# Shacht Ladybug Wheel



## lathermaker (May 7, 2010)

Hi Spinners!
Do any of you have a Schacht (sp) Ladybug spinning wheel? If so, how do you like it? pro's, con's etc. I'm looking to buy a new wheel and this is one that I have my eye on.

I want to be able to spin finer yarns, maybe even lace weight. It's dang near impossible with my ollllllllld crunchy Louet....


----------



## gone-a-milkin (Mar 4, 2007)

Ooh! Spinning wheel shopping! 

I have been eyeing those Schacht wheesl for the longest time.
I would really love to have a Matchless, but the Ladybug is more affordable.
Great ratios and made in the USA.
You could for sure spin most anything on a Ladybug.

Good luck!


----------



## MullersLaneFarm (Jul 23, 2004)

I've had one friend that bought a Ladybug, then sold it because she said it was too hard to treadle (as in she really had to 'stomp on' the treadle). Could have been she didn't have her feet positioned correctly or the treadle 'pattern' on it was 'toe/heel' instead of just 'toe'.

I've never spun on one.


----------



## lathermaker (May 7, 2010)

gone-a-milkin said:


> Ooh! Spinning wheel shopping!
> 
> I have been eyeing those Schacht wheesl for the longest time.
> I would really love to have a Matchless, but the Ladybug is more affordable.
> ...


A Matchless is my "someday" wheel of choice. And Yes, I have spun on one and absolutely LOVED IT! Several members in my fiber group have them and were nice enough to let me play.

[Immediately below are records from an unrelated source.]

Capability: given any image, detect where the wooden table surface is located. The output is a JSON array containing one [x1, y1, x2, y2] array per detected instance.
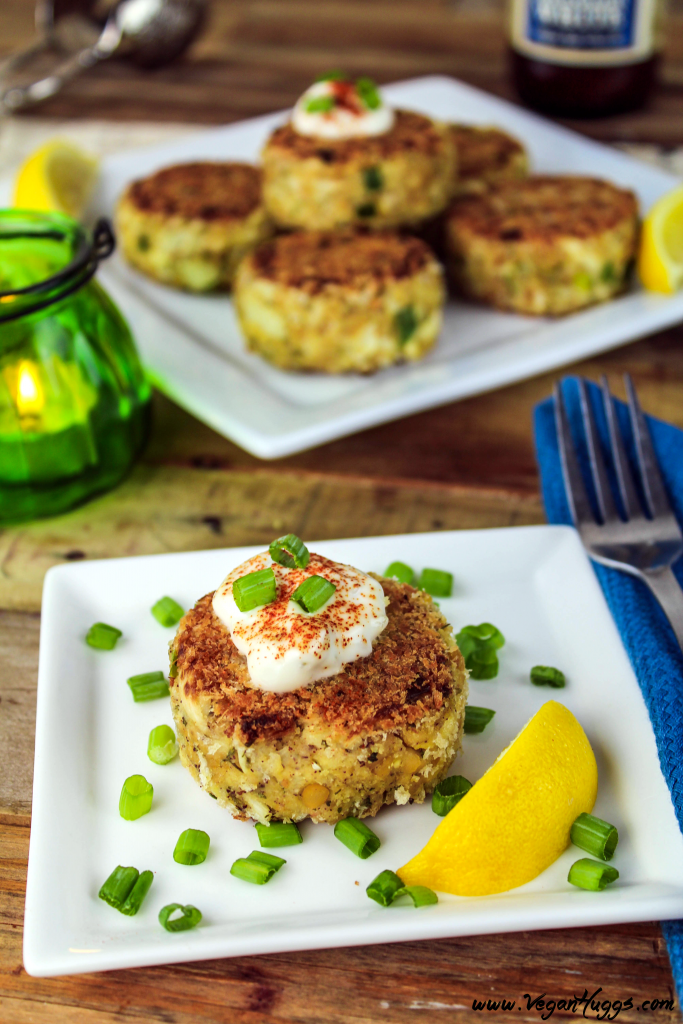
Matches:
[[0, 0, 683, 1024]]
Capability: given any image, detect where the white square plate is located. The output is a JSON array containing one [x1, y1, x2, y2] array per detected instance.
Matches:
[[93, 77, 683, 459], [24, 526, 683, 976]]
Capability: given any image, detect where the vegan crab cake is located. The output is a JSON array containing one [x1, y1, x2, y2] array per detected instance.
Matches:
[[450, 125, 528, 196], [117, 163, 272, 292], [171, 555, 467, 823], [234, 231, 444, 373], [262, 79, 456, 230], [446, 175, 638, 315]]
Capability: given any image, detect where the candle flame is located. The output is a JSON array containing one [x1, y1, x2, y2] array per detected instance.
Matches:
[[16, 361, 45, 416]]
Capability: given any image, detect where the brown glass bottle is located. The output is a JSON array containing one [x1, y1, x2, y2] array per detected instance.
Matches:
[[510, 0, 661, 118]]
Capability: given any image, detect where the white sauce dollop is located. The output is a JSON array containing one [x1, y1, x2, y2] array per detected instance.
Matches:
[[292, 81, 395, 139], [213, 552, 388, 693]]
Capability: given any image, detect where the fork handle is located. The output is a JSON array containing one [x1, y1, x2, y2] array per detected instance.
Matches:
[[642, 565, 683, 650]]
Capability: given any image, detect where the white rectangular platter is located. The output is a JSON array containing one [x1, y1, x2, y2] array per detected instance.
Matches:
[[93, 77, 683, 459], [24, 526, 683, 976]]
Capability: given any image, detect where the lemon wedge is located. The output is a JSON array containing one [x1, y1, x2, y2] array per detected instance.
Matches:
[[398, 700, 598, 896], [638, 185, 683, 295], [13, 139, 98, 217]]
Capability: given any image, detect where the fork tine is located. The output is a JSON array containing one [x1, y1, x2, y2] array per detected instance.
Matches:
[[579, 377, 618, 522], [553, 382, 594, 526], [600, 374, 641, 519], [624, 374, 672, 517]]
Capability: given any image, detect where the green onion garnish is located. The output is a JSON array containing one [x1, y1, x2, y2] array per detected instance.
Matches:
[[159, 903, 202, 932], [126, 672, 171, 703], [569, 814, 618, 860], [268, 534, 310, 569], [119, 775, 155, 821], [529, 665, 565, 690], [173, 828, 211, 864], [118, 871, 155, 918], [366, 870, 403, 906], [256, 821, 303, 847], [306, 96, 335, 114], [230, 850, 287, 886], [291, 577, 337, 611], [567, 857, 618, 893], [147, 725, 178, 765], [150, 597, 185, 626], [432, 775, 472, 817], [463, 705, 496, 733], [85, 623, 123, 650], [355, 78, 382, 111], [97, 864, 140, 910], [384, 562, 415, 584], [393, 306, 418, 345], [362, 167, 384, 191], [232, 568, 278, 611], [335, 818, 382, 860], [394, 886, 438, 906], [418, 569, 453, 597]]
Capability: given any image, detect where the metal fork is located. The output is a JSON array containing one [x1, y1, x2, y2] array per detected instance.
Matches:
[[555, 374, 683, 648]]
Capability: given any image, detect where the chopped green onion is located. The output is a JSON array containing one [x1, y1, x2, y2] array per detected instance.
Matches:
[[306, 96, 336, 114], [529, 665, 565, 690], [232, 568, 278, 611], [126, 672, 171, 703], [256, 821, 303, 847], [463, 705, 496, 733], [394, 886, 438, 906], [569, 814, 618, 860], [366, 870, 404, 906], [173, 828, 211, 864], [85, 623, 123, 650], [335, 818, 382, 860], [97, 864, 140, 910], [393, 306, 418, 345], [418, 569, 453, 597], [147, 725, 178, 765], [268, 534, 310, 569], [119, 775, 155, 821], [384, 562, 415, 584], [292, 577, 337, 612], [355, 78, 382, 111], [118, 871, 155, 918], [151, 597, 185, 627], [362, 167, 384, 191], [432, 775, 472, 817], [159, 903, 202, 932], [567, 857, 618, 893], [230, 850, 287, 886]]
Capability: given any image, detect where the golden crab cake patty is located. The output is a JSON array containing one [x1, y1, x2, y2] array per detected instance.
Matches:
[[446, 175, 638, 315], [234, 231, 444, 374], [171, 577, 467, 822], [262, 111, 456, 230], [116, 163, 272, 292], [450, 125, 528, 196]]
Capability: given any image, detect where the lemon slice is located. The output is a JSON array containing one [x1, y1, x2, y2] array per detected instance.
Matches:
[[13, 139, 97, 217], [398, 700, 598, 896], [638, 185, 683, 295]]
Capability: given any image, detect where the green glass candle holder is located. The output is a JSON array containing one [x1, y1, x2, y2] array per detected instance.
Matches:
[[0, 210, 151, 522]]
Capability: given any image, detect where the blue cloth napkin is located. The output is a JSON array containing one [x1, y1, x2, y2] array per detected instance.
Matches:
[[533, 377, 683, 1005]]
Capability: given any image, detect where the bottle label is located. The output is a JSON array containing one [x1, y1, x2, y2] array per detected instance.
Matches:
[[510, 0, 659, 67]]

I'm edging towards the Ladybug because it is literally half the price of the Matchless, but uses the same bobbins and flyers. I just wish it didn't have a plastic composite wheel.


----------



## FMO3 (Nov 22, 2009)

I have never spun on a Ladybug. But, I have had a Matchless since 1997. That is one wheel that I will never get rid of, it is SWEET. I can spin pretty much anything I want on the wheel, but super bulky. 

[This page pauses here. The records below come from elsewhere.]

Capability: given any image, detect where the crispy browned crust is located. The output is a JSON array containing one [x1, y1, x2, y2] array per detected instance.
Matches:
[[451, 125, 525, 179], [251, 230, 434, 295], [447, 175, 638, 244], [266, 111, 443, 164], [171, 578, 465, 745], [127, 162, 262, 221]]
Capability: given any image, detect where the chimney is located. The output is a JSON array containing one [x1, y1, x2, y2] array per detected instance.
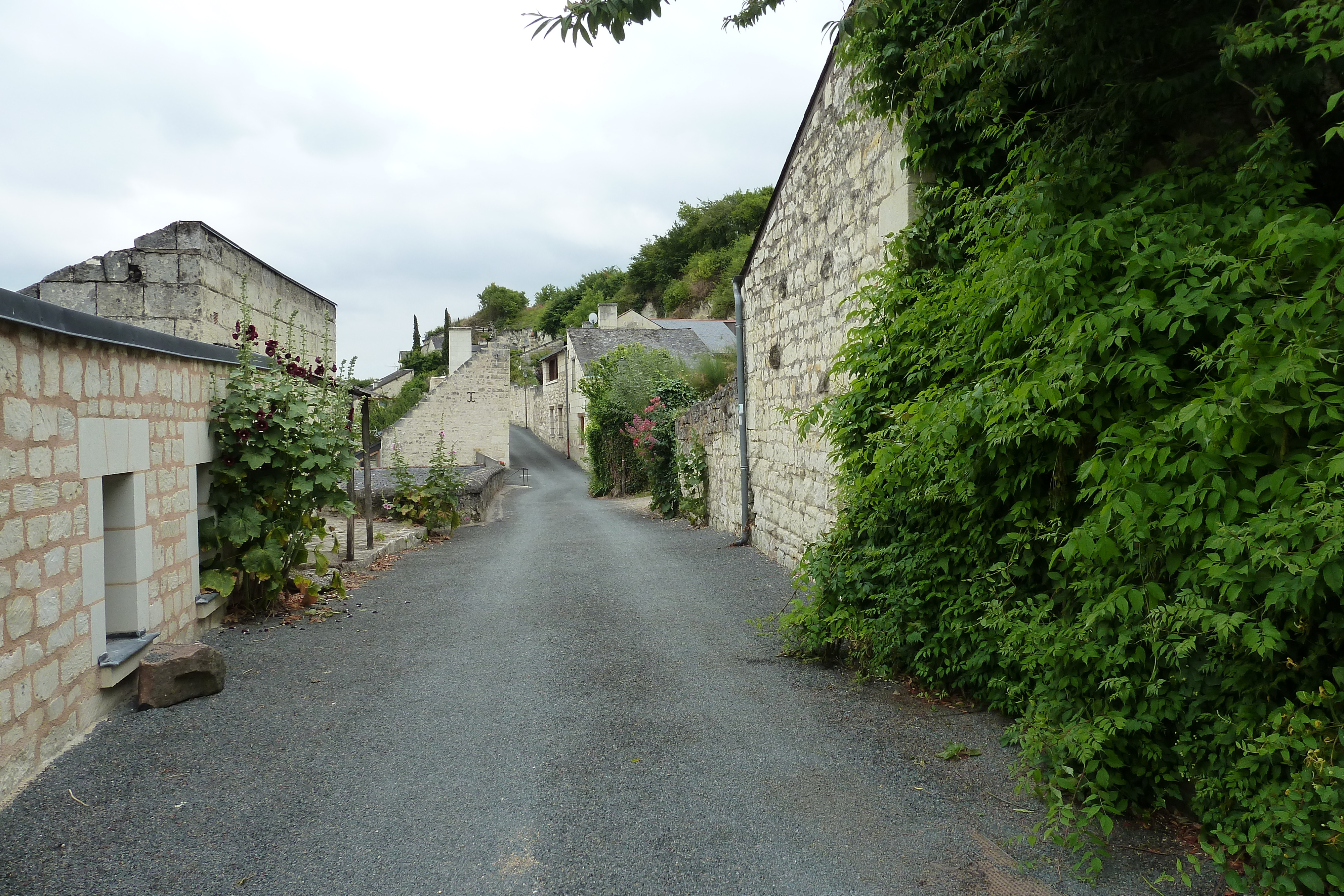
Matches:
[[444, 327, 472, 374]]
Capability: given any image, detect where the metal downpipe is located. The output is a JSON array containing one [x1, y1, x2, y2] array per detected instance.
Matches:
[[732, 274, 751, 547]]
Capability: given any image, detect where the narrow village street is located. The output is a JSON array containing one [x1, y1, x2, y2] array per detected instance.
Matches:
[[0, 427, 1215, 896]]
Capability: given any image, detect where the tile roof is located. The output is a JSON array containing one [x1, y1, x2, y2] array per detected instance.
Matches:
[[566, 327, 710, 364], [652, 317, 738, 352]]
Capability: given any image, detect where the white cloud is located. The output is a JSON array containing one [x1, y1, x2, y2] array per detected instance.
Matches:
[[0, 0, 843, 375]]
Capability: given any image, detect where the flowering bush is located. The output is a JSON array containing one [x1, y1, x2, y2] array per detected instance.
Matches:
[[200, 301, 355, 614], [624, 380, 698, 517]]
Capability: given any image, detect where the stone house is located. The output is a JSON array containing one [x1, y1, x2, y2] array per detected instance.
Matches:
[[0, 281, 237, 801], [677, 47, 915, 565], [19, 220, 336, 357], [379, 344, 512, 466], [513, 310, 722, 466]]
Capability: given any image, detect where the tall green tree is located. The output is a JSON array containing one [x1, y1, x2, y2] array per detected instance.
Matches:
[[477, 284, 527, 327], [538, 267, 625, 336], [628, 187, 774, 313]]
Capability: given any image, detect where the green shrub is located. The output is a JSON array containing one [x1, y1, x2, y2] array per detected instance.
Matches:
[[578, 343, 683, 496]]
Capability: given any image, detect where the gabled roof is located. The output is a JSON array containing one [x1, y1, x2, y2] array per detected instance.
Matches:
[[653, 317, 738, 353], [739, 38, 839, 278], [566, 327, 710, 364]]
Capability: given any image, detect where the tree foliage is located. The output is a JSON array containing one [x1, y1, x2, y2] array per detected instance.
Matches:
[[538, 266, 625, 336], [626, 187, 774, 317], [540, 0, 1344, 893], [477, 284, 527, 328]]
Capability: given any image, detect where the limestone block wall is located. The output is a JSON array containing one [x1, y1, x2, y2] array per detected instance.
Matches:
[[0, 315, 227, 803], [382, 345, 513, 466], [734, 62, 914, 565], [515, 356, 582, 455], [676, 380, 754, 535], [20, 220, 336, 357]]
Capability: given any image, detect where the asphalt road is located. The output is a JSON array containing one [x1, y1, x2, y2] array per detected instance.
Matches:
[[0, 430, 1215, 896]]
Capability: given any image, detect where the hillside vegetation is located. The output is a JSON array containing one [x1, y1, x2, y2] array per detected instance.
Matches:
[[536, 187, 774, 336]]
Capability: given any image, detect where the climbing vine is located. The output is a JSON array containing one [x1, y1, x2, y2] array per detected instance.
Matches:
[[200, 309, 355, 614], [676, 434, 710, 525]]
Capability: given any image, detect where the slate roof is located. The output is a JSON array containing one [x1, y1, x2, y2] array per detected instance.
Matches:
[[652, 317, 738, 353], [368, 367, 411, 390], [566, 327, 710, 364]]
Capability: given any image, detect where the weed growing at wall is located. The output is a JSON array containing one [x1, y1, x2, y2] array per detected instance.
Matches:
[[388, 421, 464, 533], [578, 343, 681, 496], [676, 434, 710, 525], [200, 301, 355, 614], [621, 379, 700, 518]]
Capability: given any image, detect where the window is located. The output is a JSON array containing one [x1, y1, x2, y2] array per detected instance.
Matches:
[[102, 473, 152, 637]]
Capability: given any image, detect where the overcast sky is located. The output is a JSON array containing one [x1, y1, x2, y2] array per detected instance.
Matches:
[[0, 0, 844, 376]]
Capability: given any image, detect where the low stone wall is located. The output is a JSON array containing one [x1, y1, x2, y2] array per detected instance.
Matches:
[[676, 382, 754, 535], [355, 462, 508, 522], [457, 466, 508, 522]]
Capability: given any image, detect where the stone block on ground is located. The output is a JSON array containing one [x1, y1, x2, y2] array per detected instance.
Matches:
[[136, 643, 224, 709]]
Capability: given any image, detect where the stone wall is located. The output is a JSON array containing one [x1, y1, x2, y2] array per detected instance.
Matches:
[[380, 345, 512, 466], [0, 311, 227, 803], [706, 62, 914, 565], [676, 380, 754, 535], [20, 220, 336, 357], [513, 355, 570, 457]]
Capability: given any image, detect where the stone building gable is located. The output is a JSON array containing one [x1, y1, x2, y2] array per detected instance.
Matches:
[[380, 345, 512, 466], [0, 290, 233, 805], [20, 220, 336, 356], [679, 47, 914, 565]]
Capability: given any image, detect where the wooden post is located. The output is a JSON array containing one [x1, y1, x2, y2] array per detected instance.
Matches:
[[359, 395, 374, 551], [345, 470, 355, 560]]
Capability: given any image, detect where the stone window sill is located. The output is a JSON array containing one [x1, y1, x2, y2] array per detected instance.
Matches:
[[98, 631, 159, 688]]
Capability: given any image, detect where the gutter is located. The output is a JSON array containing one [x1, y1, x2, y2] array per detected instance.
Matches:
[[0, 289, 238, 367], [731, 274, 751, 548]]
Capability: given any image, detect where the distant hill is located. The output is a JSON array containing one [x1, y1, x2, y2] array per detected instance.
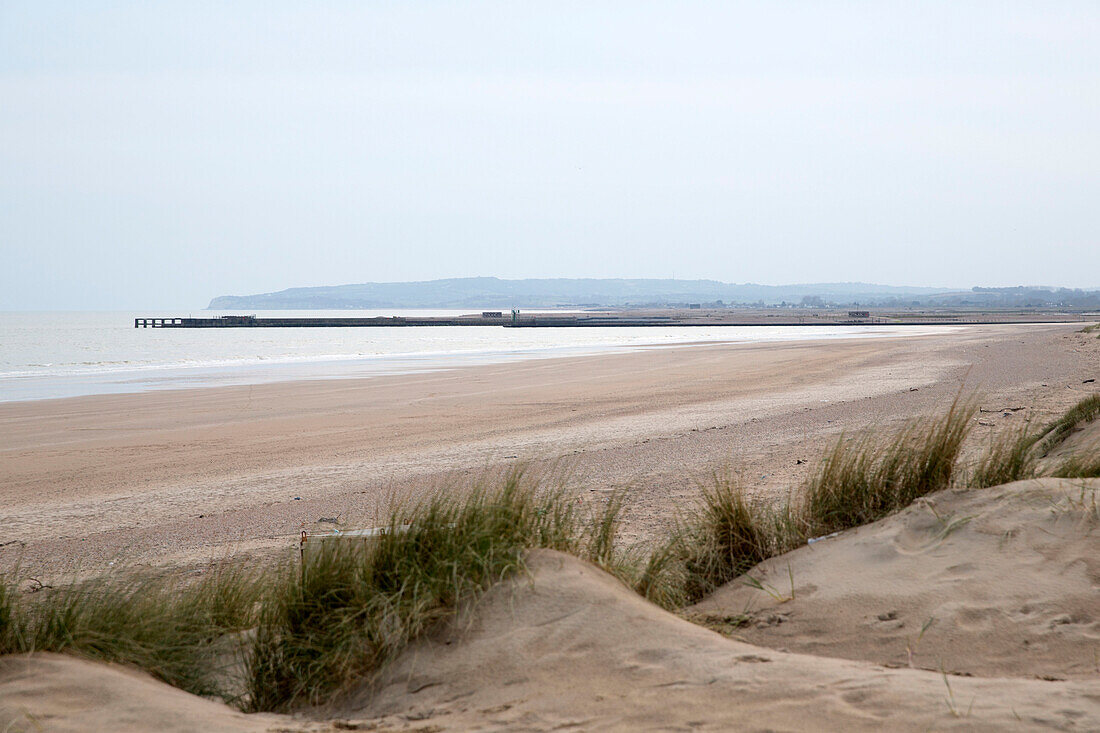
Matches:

There are a few down sides to having a Schacht wheel. The first...is the bobbins are higher priced than other makers. I have a total of 10 bobbins, only because I got a great deal on another 6. Otherwise, I would just have the four that came with the wheel. Also, I only spin with it in double drive mode. As my tension rod got bent somehow sometime. I could get it replaced, if I ever wanted to.

As far as it treadling hard, I have never found this a problem. But, some people have, you need to keep your feet at the back of the treadles. That way, the hinge is under your foot. This will help with the smoothness of the treadle action. Also, sometime fiber and get wound around the rod down there...don't think the new wheels have the rod that I do. But, that is something to keep in mind.

Just as something to think about...in 1997 I paid $650 for mine. Right now they are asking about $1k for the same model. As their resale value does not go down much at all. As it seems everyone is looking for a Schacht spinnning wheel.


----------



## lathermaker (May 7, 2010)

MullersLaneFarm said:


> I've had one friend that bought a Ladybug, then sold it because she said it was too hard to treadle (as in she really had to 'stomp on' the treadle). Could have been she didn't have her feet positioned correctly or the treadle 'pattern' on it was 'toe/heel' instead of just 'toe'.
> 
> I've never spun on one.


I'm buying a wheel from my LYS. The owner is a friend of mine. She's going to let me take a Lady Bug home for a week to try to see if that's actually what I want to order.

I priced the Matchless.....lordy, lordy.....$1200 is Waaaaaaaay out of my budget! 

Cyndi: the treadle pattern sounds a whole lot like my Louet, so we should get along.


----------



## lathermaker (May 7, 2010)

I'm test driving a Schacht side-kick wheel for the weekend, because my friend sold her store Lady bug wheel this week. So far, I'm REALLY liking this wheel. It makes me realize how much I need a new wheel for spinning finer yarns. 
Michelle told me to go ahead and try the sidekick because it treadles very much like the Lady Bug. But, I'm still aiming towards the Lady Bug because it's $200 cheaper. (cheap is a relative term when it comes to wheels! )

A week from tomorrow is an annual Sheep & wool Festival. I'm going to go try out several types while I'm there. With so many really nice wheels out there, it's a bit overwhelming trying to find the right one!

The saga continues......;-)


----------